This is the time of year when people are gearing up for some spring time gardening! Rolling in sod, trimming trees, bushes - and even planting flowers and shrubs.
I've been working in the yard for decades and when it comes to putting plants in the ground, there's a right way - and a wrong way. I decided it might be fun to do a little tutorial on how to plant a shrub. It's actually pretty easy!
I have an existing laurel hedge in my yard that just randomly drops off, leaving a big ugly hole between it and my house. I wanted to "lengthen" it, aka fill it with a new laurel hedge, of which I purchased a couple.
- First, space the laurel hedges three to four feet apart
- Make sure the holes are twice as big as the root ball, this will give the new plant a fighting chance to thrive.
- Make sure not to go too deep!
- Do a test, and drop the plant into the hole. Make sure it sits up above the ground level a few inches, this will help the water drain. Too low, and water could eventually drown the plant
- Once the hole is deep enough and wide enough, it's time to check the roots.
- Your root ball will likely be wrapped in a burlap sack. There are two schools of thought here; some experts say remove it and some say keep it. I personally like to get rid of it so I can see the root ball.
- Once the sack is off, loosen up the roots. This will give the plant a running start to adapt to its new home.
- Place the laurel back in the hole and backfill halfway.

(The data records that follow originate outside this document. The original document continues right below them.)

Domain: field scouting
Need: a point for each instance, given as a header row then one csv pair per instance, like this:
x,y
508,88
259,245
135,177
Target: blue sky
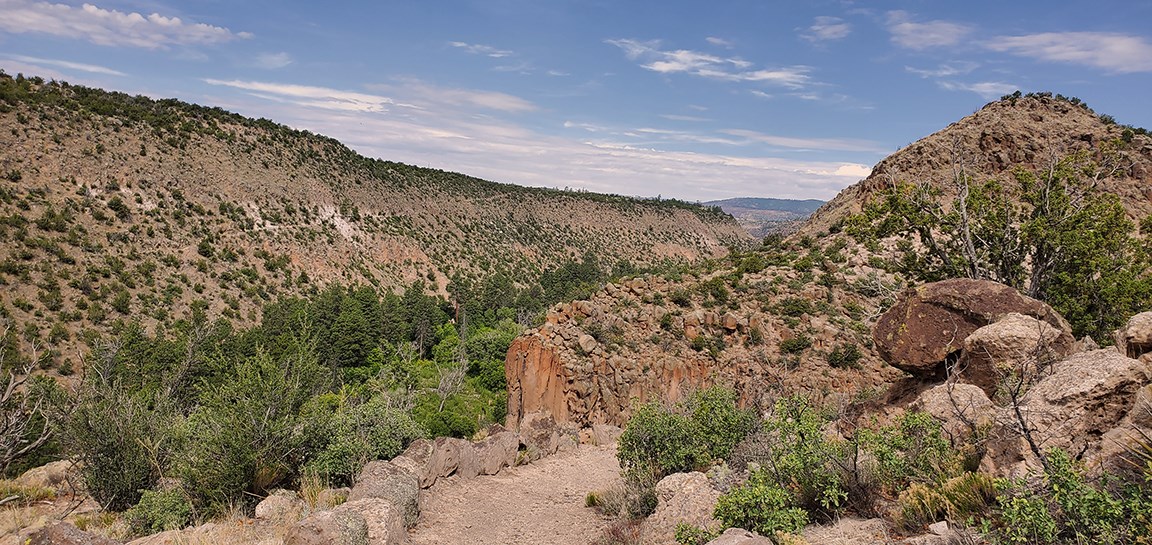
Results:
x,y
695,100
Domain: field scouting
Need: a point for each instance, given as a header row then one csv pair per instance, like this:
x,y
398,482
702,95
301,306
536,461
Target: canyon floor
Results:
x,y
540,504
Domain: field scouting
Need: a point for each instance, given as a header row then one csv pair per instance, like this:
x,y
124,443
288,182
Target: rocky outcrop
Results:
x,y
1014,346
687,498
929,324
1135,339
386,481
657,339
1086,396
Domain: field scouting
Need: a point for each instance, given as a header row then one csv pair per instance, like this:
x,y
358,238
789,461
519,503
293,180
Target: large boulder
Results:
x,y
681,498
1135,338
929,324
539,433
386,481
1014,346
492,454
336,527
1085,396
962,409
417,459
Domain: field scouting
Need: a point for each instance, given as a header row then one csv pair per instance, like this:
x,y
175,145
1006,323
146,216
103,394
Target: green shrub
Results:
x,y
690,535
158,512
846,355
796,345
361,433
760,505
912,449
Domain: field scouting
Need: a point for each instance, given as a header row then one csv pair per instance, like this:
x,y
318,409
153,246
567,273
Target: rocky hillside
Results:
x,y
1018,131
795,317
115,206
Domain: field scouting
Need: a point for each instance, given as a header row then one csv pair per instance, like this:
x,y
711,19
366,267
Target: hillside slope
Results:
x,y
115,206
1027,131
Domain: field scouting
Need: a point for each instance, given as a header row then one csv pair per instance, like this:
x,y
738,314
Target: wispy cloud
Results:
x,y
1108,51
734,69
432,97
922,36
273,61
68,65
719,42
110,27
311,96
482,50
947,69
986,90
827,29
813,144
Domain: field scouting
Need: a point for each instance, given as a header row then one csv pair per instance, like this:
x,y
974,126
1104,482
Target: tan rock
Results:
x,y
1135,338
930,323
1084,398
1014,346
681,498
380,479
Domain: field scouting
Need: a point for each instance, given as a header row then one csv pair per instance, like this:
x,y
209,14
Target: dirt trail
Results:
x,y
539,504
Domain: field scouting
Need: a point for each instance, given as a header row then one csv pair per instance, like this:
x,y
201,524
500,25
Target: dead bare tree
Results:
x,y
23,426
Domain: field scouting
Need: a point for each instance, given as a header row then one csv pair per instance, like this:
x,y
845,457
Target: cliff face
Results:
x,y
657,339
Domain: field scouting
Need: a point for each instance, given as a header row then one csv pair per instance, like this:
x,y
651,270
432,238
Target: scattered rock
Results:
x,y
538,433
961,408
279,506
605,433
1085,396
1013,343
335,527
385,481
1135,338
681,498
929,324
739,536
65,534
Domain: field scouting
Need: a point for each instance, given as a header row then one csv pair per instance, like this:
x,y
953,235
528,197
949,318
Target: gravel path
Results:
x,y
539,504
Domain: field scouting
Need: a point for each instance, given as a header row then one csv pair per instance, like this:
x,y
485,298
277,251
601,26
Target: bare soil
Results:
x,y
539,504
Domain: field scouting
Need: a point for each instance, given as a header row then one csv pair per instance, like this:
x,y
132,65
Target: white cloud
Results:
x,y
110,27
68,65
704,65
1112,52
311,96
431,97
272,61
719,42
827,29
947,69
923,36
482,50
815,144
986,90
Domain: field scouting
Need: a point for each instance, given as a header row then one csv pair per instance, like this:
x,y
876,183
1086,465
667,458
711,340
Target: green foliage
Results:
x,y
796,345
158,512
248,434
690,535
1081,251
912,449
846,355
760,505
357,434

- Add water, this will help diminish air pockets.
- Fill the rest of the hole, again - leaving some of the root ball exposed so water drains easily once the shrub is in the ground.
- If you like, add some mulch! This helps retain moisture, slow down weeds and keep an even ground temperature for the new plant
Finally, if your soil appears a little iffy, add some amendments like fertilizer to help the plant get going, and don't forget - these plastic containers are recyclable!